Fans have always heavily debated the lyrical narrative of the song. Most fans read the lyrics as a message of ravenous passion or love. Two people so connected at a moment in time that words do more harm than good. A belief that the intense feeling of pleasure and pain is the personification of a life lived to its fullest. And words are generally meaningless, forgettable, and sometimes harmful.
There is also the camp that believes that the lyrics describe an addict's hunger to feed their addiction. Singer Dave Gahan went through a well-publicized heroin addiction that nearly killed him at the peak of the band's popularity. Here the idealistic lyric of "All I ever wanted, All I ever needed, Is here in my arms" is thought to be a reference to shooting up heroin. "Enjoy The Silence" is a description of the high.

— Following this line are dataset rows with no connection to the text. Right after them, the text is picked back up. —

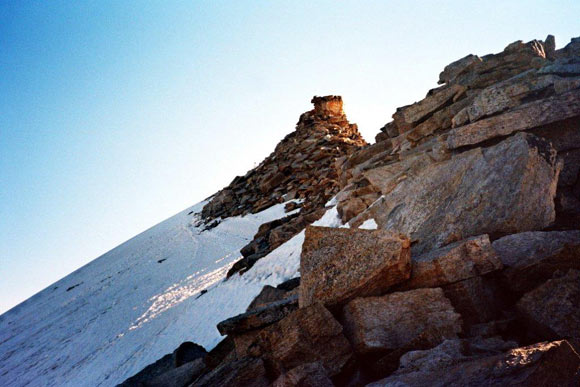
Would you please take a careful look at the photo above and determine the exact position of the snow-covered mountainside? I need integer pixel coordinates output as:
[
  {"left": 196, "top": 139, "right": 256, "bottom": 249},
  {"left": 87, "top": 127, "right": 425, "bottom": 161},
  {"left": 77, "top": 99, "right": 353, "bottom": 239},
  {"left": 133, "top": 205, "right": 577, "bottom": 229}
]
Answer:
[
  {"left": 0, "top": 95, "right": 365, "bottom": 387},
  {"left": 0, "top": 201, "right": 309, "bottom": 386}
]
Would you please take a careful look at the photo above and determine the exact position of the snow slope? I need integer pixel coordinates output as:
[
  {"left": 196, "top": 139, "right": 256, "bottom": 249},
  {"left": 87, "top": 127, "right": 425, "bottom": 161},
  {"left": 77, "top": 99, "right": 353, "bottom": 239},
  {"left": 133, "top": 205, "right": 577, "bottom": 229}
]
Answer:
[{"left": 0, "top": 201, "right": 315, "bottom": 387}]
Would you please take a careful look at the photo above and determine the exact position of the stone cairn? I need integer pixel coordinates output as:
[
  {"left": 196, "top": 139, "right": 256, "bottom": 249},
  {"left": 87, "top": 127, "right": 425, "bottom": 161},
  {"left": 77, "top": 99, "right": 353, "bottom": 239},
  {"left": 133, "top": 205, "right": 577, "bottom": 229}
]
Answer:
[{"left": 121, "top": 35, "right": 580, "bottom": 386}]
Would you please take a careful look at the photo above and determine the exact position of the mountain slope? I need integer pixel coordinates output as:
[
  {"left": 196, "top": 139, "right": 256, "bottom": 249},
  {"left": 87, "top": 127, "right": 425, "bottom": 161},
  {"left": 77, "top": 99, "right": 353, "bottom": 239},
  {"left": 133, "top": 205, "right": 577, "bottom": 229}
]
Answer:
[
  {"left": 0, "top": 96, "right": 364, "bottom": 387},
  {"left": 0, "top": 202, "right": 298, "bottom": 386}
]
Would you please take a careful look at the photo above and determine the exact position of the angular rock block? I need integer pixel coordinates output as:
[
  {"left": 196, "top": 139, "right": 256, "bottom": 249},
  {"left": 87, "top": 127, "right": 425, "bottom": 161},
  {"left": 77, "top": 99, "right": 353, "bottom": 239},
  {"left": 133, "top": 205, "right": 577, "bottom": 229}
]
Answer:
[
  {"left": 257, "top": 303, "right": 352, "bottom": 377},
  {"left": 341, "top": 288, "right": 462, "bottom": 354},
  {"left": 517, "top": 269, "right": 580, "bottom": 340},
  {"left": 442, "top": 276, "right": 500, "bottom": 327},
  {"left": 492, "top": 231, "right": 580, "bottom": 295},
  {"left": 368, "top": 340, "right": 580, "bottom": 387},
  {"left": 217, "top": 295, "right": 298, "bottom": 336},
  {"left": 299, "top": 226, "right": 411, "bottom": 308},
  {"left": 445, "top": 88, "right": 580, "bottom": 149},
  {"left": 192, "top": 357, "right": 269, "bottom": 387},
  {"left": 365, "top": 132, "right": 561, "bottom": 255},
  {"left": 397, "top": 234, "right": 502, "bottom": 291}
]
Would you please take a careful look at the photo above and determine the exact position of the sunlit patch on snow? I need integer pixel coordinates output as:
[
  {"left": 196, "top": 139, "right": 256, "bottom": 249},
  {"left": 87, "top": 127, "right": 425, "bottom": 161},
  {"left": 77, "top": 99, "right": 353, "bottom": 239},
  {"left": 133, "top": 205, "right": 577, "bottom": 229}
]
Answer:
[{"left": 129, "top": 255, "right": 239, "bottom": 331}]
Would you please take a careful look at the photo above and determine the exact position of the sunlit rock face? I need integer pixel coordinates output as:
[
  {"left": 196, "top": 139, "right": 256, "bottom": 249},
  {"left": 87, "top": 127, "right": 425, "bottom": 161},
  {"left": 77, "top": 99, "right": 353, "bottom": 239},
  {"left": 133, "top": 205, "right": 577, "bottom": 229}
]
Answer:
[{"left": 311, "top": 95, "right": 344, "bottom": 116}]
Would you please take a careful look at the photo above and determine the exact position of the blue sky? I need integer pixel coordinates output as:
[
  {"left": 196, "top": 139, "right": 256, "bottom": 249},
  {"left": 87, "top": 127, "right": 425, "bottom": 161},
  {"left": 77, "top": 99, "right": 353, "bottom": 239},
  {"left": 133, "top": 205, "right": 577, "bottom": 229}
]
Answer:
[{"left": 1, "top": 1, "right": 578, "bottom": 314}]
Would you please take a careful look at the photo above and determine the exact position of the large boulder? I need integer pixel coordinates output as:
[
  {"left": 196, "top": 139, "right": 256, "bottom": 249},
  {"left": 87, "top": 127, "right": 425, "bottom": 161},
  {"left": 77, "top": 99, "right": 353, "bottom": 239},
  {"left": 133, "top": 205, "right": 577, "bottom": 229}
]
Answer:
[
  {"left": 257, "top": 303, "right": 353, "bottom": 378},
  {"left": 299, "top": 226, "right": 411, "bottom": 308},
  {"left": 517, "top": 269, "right": 580, "bottom": 340},
  {"left": 341, "top": 288, "right": 462, "bottom": 354},
  {"left": 357, "top": 132, "right": 561, "bottom": 255},
  {"left": 369, "top": 340, "right": 580, "bottom": 386},
  {"left": 492, "top": 231, "right": 580, "bottom": 295},
  {"left": 396, "top": 235, "right": 502, "bottom": 291}
]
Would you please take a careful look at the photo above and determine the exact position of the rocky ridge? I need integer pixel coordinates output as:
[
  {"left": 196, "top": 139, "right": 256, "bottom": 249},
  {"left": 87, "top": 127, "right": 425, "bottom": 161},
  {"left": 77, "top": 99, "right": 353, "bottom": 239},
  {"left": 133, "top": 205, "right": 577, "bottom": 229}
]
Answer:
[
  {"left": 201, "top": 95, "right": 366, "bottom": 276},
  {"left": 120, "top": 34, "right": 580, "bottom": 386}
]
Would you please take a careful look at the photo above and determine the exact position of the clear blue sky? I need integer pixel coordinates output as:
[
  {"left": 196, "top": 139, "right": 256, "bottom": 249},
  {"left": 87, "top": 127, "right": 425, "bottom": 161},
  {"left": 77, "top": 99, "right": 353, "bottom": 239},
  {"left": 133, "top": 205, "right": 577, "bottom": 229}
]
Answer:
[{"left": 1, "top": 1, "right": 578, "bottom": 314}]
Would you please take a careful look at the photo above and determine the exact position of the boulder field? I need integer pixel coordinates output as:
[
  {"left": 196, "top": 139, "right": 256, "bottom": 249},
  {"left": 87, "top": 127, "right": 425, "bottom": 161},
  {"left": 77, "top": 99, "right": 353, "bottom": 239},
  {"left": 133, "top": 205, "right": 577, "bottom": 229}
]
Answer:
[{"left": 120, "top": 34, "right": 580, "bottom": 386}]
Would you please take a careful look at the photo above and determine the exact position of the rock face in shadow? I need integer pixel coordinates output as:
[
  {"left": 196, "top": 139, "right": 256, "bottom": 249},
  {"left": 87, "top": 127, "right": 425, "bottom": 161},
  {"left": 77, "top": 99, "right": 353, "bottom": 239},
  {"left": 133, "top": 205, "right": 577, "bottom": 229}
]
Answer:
[
  {"left": 493, "top": 230, "right": 580, "bottom": 295},
  {"left": 341, "top": 288, "right": 462, "bottom": 354},
  {"left": 517, "top": 269, "right": 580, "bottom": 340},
  {"left": 271, "top": 362, "right": 333, "bottom": 387},
  {"left": 368, "top": 340, "right": 580, "bottom": 387},
  {"left": 256, "top": 303, "right": 353, "bottom": 378},
  {"left": 360, "top": 132, "right": 561, "bottom": 255},
  {"left": 299, "top": 226, "right": 411, "bottom": 308},
  {"left": 396, "top": 234, "right": 502, "bottom": 291}
]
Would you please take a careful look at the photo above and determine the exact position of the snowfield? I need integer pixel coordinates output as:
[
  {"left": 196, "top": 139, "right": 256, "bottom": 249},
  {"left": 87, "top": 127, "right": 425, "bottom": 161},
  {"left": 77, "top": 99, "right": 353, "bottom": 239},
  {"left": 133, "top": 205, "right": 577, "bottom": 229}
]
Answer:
[{"left": 0, "top": 200, "right": 344, "bottom": 387}]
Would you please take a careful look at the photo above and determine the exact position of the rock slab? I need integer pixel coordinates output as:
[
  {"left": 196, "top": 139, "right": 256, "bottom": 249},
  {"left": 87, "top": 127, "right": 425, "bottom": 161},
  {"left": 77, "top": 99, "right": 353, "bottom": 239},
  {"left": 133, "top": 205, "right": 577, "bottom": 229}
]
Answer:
[
  {"left": 341, "top": 288, "right": 462, "bottom": 354},
  {"left": 365, "top": 132, "right": 561, "bottom": 255},
  {"left": 299, "top": 226, "right": 411, "bottom": 308}
]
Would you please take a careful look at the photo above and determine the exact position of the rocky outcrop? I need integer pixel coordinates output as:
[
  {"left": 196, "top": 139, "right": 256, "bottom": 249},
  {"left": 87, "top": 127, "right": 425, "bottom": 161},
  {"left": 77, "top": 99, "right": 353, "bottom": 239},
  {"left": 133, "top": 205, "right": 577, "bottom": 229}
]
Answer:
[
  {"left": 396, "top": 234, "right": 502, "bottom": 291},
  {"left": 299, "top": 226, "right": 411, "bottom": 308},
  {"left": 517, "top": 269, "right": 580, "bottom": 340},
  {"left": 369, "top": 340, "right": 580, "bottom": 386},
  {"left": 272, "top": 362, "right": 333, "bottom": 387},
  {"left": 125, "top": 34, "right": 580, "bottom": 387},
  {"left": 353, "top": 132, "right": 561, "bottom": 254},
  {"left": 203, "top": 96, "right": 367, "bottom": 277},
  {"left": 256, "top": 303, "right": 353, "bottom": 378},
  {"left": 492, "top": 230, "right": 580, "bottom": 295},
  {"left": 118, "top": 342, "right": 206, "bottom": 387},
  {"left": 338, "top": 35, "right": 580, "bottom": 232}
]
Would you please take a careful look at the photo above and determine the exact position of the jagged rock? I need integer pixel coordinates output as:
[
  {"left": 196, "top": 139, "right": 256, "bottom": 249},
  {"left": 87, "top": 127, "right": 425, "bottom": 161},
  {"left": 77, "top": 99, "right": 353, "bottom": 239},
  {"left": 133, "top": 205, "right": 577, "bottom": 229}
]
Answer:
[
  {"left": 272, "top": 362, "right": 333, "bottom": 387},
  {"left": 146, "top": 358, "right": 205, "bottom": 387},
  {"left": 299, "top": 226, "right": 411, "bottom": 308},
  {"left": 441, "top": 276, "right": 500, "bottom": 327},
  {"left": 531, "top": 115, "right": 580, "bottom": 152},
  {"left": 217, "top": 295, "right": 298, "bottom": 336},
  {"left": 396, "top": 235, "right": 502, "bottom": 291},
  {"left": 539, "top": 57, "right": 580, "bottom": 76},
  {"left": 356, "top": 132, "right": 561, "bottom": 255},
  {"left": 492, "top": 231, "right": 580, "bottom": 296},
  {"left": 445, "top": 88, "right": 580, "bottom": 150},
  {"left": 246, "top": 285, "right": 290, "bottom": 312},
  {"left": 404, "top": 93, "right": 474, "bottom": 142},
  {"left": 341, "top": 288, "right": 462, "bottom": 354},
  {"left": 394, "top": 337, "right": 517, "bottom": 375},
  {"left": 119, "top": 342, "right": 206, "bottom": 387},
  {"left": 463, "top": 70, "right": 575, "bottom": 123},
  {"left": 191, "top": 357, "right": 269, "bottom": 387},
  {"left": 204, "top": 337, "right": 235, "bottom": 370},
  {"left": 392, "top": 84, "right": 465, "bottom": 133},
  {"left": 438, "top": 54, "right": 482, "bottom": 85},
  {"left": 257, "top": 303, "right": 352, "bottom": 378},
  {"left": 201, "top": 95, "right": 366, "bottom": 277},
  {"left": 448, "top": 38, "right": 548, "bottom": 90},
  {"left": 559, "top": 149, "right": 580, "bottom": 187},
  {"left": 369, "top": 340, "right": 580, "bottom": 386},
  {"left": 275, "top": 277, "right": 300, "bottom": 291},
  {"left": 517, "top": 269, "right": 580, "bottom": 340}
]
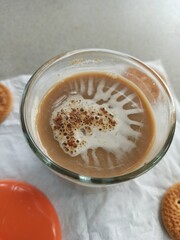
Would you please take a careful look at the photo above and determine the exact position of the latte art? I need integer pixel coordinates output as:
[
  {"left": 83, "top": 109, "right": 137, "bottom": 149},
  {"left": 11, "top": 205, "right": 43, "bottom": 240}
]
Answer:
[
  {"left": 50, "top": 78, "right": 144, "bottom": 168},
  {"left": 36, "top": 72, "right": 155, "bottom": 177}
]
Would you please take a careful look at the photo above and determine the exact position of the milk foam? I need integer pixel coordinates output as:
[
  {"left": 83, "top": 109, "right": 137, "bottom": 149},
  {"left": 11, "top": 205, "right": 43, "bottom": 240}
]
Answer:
[{"left": 50, "top": 77, "right": 144, "bottom": 167}]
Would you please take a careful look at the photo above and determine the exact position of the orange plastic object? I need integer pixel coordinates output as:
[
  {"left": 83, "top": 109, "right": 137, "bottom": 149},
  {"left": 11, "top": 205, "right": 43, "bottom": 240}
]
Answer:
[{"left": 0, "top": 180, "right": 62, "bottom": 240}]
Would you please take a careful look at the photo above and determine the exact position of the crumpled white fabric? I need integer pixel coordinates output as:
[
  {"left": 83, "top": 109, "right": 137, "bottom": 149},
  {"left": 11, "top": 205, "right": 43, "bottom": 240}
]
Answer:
[{"left": 0, "top": 62, "right": 179, "bottom": 240}]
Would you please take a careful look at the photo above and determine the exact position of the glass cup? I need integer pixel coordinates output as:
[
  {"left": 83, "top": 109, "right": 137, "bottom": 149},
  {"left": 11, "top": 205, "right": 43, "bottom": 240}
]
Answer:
[{"left": 20, "top": 49, "right": 176, "bottom": 186}]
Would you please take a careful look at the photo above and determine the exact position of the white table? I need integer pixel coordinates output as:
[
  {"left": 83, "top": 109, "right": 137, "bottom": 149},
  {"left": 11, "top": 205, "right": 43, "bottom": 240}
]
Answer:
[{"left": 0, "top": 0, "right": 180, "bottom": 99}]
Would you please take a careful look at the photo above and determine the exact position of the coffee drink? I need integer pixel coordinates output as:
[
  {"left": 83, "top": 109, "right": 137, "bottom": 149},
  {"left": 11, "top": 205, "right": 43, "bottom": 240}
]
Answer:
[{"left": 36, "top": 72, "right": 155, "bottom": 177}]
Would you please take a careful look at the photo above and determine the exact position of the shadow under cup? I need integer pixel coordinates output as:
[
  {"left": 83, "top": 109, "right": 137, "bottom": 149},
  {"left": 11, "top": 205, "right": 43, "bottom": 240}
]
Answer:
[{"left": 20, "top": 49, "right": 176, "bottom": 186}]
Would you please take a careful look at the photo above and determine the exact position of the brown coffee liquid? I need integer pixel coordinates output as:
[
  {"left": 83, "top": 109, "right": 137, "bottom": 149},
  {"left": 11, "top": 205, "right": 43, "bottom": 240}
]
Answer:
[{"left": 36, "top": 72, "right": 155, "bottom": 178}]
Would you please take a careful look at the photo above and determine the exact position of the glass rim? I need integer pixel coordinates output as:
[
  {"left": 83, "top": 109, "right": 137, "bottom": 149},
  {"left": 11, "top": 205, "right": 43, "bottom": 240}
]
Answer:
[{"left": 20, "top": 48, "right": 176, "bottom": 186}]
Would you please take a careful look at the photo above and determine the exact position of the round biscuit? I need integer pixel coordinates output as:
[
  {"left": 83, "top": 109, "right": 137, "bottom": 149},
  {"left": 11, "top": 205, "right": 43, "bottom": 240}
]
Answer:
[
  {"left": 0, "top": 83, "right": 13, "bottom": 123},
  {"left": 161, "top": 183, "right": 180, "bottom": 240},
  {"left": 123, "top": 67, "right": 160, "bottom": 103}
]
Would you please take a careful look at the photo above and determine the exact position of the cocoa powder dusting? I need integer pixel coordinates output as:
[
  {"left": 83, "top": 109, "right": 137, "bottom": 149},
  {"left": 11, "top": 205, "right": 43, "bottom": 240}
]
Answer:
[{"left": 51, "top": 102, "right": 117, "bottom": 155}]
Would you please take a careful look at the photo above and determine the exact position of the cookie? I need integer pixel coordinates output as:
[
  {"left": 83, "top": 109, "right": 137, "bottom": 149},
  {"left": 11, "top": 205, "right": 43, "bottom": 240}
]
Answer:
[
  {"left": 152, "top": 68, "right": 166, "bottom": 83},
  {"left": 0, "top": 83, "right": 13, "bottom": 123},
  {"left": 161, "top": 183, "right": 180, "bottom": 240},
  {"left": 123, "top": 68, "right": 160, "bottom": 103}
]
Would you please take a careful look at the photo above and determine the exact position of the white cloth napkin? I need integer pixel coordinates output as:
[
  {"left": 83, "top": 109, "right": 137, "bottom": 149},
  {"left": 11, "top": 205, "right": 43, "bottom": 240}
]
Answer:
[{"left": 0, "top": 62, "right": 179, "bottom": 240}]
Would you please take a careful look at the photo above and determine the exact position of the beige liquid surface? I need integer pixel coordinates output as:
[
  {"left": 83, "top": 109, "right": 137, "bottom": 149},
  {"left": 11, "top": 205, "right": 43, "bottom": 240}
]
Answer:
[{"left": 36, "top": 72, "right": 155, "bottom": 178}]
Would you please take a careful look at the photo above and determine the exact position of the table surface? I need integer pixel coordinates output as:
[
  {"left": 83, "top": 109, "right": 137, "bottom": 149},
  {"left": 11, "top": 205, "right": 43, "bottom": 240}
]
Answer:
[{"left": 1, "top": 0, "right": 180, "bottom": 99}]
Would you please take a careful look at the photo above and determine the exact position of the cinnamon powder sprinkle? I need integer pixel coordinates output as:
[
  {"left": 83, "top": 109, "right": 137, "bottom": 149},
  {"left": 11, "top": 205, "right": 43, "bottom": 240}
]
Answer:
[{"left": 51, "top": 103, "right": 117, "bottom": 155}]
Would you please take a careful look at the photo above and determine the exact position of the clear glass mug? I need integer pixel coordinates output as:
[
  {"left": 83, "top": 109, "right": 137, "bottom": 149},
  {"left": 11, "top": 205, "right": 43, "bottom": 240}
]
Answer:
[{"left": 20, "top": 49, "right": 176, "bottom": 186}]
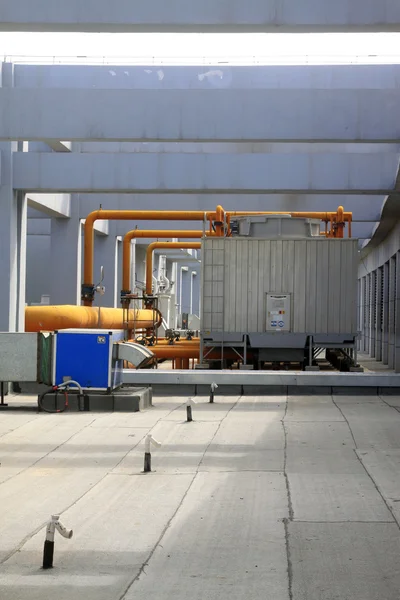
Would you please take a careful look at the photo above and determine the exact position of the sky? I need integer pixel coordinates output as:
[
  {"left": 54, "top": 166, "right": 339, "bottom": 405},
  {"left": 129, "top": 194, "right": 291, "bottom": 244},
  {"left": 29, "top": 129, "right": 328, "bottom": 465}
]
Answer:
[{"left": 0, "top": 32, "right": 400, "bottom": 64}]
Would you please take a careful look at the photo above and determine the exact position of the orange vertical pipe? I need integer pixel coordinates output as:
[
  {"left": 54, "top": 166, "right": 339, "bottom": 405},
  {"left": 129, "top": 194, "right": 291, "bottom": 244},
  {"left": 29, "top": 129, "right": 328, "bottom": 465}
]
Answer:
[
  {"left": 145, "top": 242, "right": 201, "bottom": 296},
  {"left": 215, "top": 204, "right": 225, "bottom": 236},
  {"left": 336, "top": 205, "right": 345, "bottom": 238}
]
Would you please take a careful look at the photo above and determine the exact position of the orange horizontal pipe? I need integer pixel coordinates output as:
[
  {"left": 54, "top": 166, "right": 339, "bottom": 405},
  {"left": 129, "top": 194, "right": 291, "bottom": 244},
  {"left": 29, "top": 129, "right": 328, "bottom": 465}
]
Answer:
[
  {"left": 146, "top": 242, "right": 201, "bottom": 296},
  {"left": 85, "top": 206, "right": 353, "bottom": 306},
  {"left": 25, "top": 305, "right": 161, "bottom": 333},
  {"left": 227, "top": 210, "right": 352, "bottom": 220},
  {"left": 151, "top": 345, "right": 200, "bottom": 360},
  {"left": 84, "top": 209, "right": 214, "bottom": 306},
  {"left": 122, "top": 229, "right": 210, "bottom": 294}
]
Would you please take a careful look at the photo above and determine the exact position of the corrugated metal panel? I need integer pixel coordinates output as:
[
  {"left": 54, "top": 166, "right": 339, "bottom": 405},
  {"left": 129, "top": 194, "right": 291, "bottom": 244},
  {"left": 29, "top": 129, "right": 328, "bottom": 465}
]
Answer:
[
  {"left": 294, "top": 240, "right": 307, "bottom": 332},
  {"left": 202, "top": 237, "right": 358, "bottom": 335}
]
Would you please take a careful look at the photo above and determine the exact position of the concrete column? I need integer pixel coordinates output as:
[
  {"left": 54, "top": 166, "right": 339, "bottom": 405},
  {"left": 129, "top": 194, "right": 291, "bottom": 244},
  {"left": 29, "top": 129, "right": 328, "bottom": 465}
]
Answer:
[
  {"left": 388, "top": 256, "right": 396, "bottom": 368},
  {"left": 93, "top": 223, "right": 117, "bottom": 308},
  {"left": 371, "top": 271, "right": 378, "bottom": 358},
  {"left": 49, "top": 200, "right": 81, "bottom": 305},
  {"left": 113, "top": 236, "right": 122, "bottom": 308},
  {"left": 365, "top": 273, "right": 372, "bottom": 354},
  {"left": 0, "top": 63, "right": 27, "bottom": 332},
  {"left": 361, "top": 277, "right": 367, "bottom": 353},
  {"left": 135, "top": 246, "right": 147, "bottom": 294},
  {"left": 382, "top": 261, "right": 390, "bottom": 364},
  {"left": 395, "top": 252, "right": 400, "bottom": 372}
]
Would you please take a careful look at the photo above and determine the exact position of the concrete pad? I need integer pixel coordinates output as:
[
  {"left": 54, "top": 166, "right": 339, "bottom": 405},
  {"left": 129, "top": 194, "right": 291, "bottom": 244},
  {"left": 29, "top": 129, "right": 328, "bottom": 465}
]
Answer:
[
  {"left": 290, "top": 522, "right": 400, "bottom": 600},
  {"left": 286, "top": 395, "right": 344, "bottom": 422},
  {"left": 335, "top": 401, "right": 400, "bottom": 449},
  {"left": 285, "top": 422, "right": 364, "bottom": 474},
  {"left": 289, "top": 473, "right": 393, "bottom": 522},
  {"left": 200, "top": 397, "right": 286, "bottom": 472},
  {"left": 151, "top": 384, "right": 196, "bottom": 397},
  {"left": 356, "top": 449, "right": 400, "bottom": 522},
  {"left": 0, "top": 425, "right": 148, "bottom": 562},
  {"left": 113, "top": 420, "right": 220, "bottom": 474},
  {"left": 0, "top": 413, "right": 95, "bottom": 484},
  {"left": 124, "top": 472, "right": 289, "bottom": 600},
  {"left": 0, "top": 473, "right": 194, "bottom": 600}
]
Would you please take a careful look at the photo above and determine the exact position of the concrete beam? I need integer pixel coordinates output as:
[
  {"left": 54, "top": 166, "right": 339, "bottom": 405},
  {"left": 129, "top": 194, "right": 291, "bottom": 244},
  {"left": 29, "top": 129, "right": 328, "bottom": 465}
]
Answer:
[
  {"left": 1, "top": 88, "right": 400, "bottom": 142},
  {"left": 26, "top": 193, "right": 71, "bottom": 218},
  {"left": 13, "top": 152, "right": 400, "bottom": 194},
  {"left": 1, "top": 1, "right": 399, "bottom": 32},
  {"left": 14, "top": 64, "right": 400, "bottom": 91}
]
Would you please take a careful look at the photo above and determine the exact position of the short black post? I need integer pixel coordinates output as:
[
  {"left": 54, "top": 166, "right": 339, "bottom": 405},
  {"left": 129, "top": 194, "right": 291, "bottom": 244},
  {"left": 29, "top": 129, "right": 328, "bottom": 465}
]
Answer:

The problem with this latter viewpoint is the song was written, not by Gahan, but by principal Depeche Mode songwriter Martin Gore. While Gore has likely struggled with his own, less publicized, addictions- his lyrics typically touch upon dark romanticism and relationships. He prefers writing abstract songs in which people can attach their own meaning to. He has been known to write lyrics mindful that Gahan would be singing them, however, in this case, Gore originally wrote the song as a piano ballad with himself on vocals. The album's producer coerced Gore to pick up the tempo and put Gahan on vocals. Gore fought very hard for his song but eventually conceded, paving the way for one of the band's greatest singles.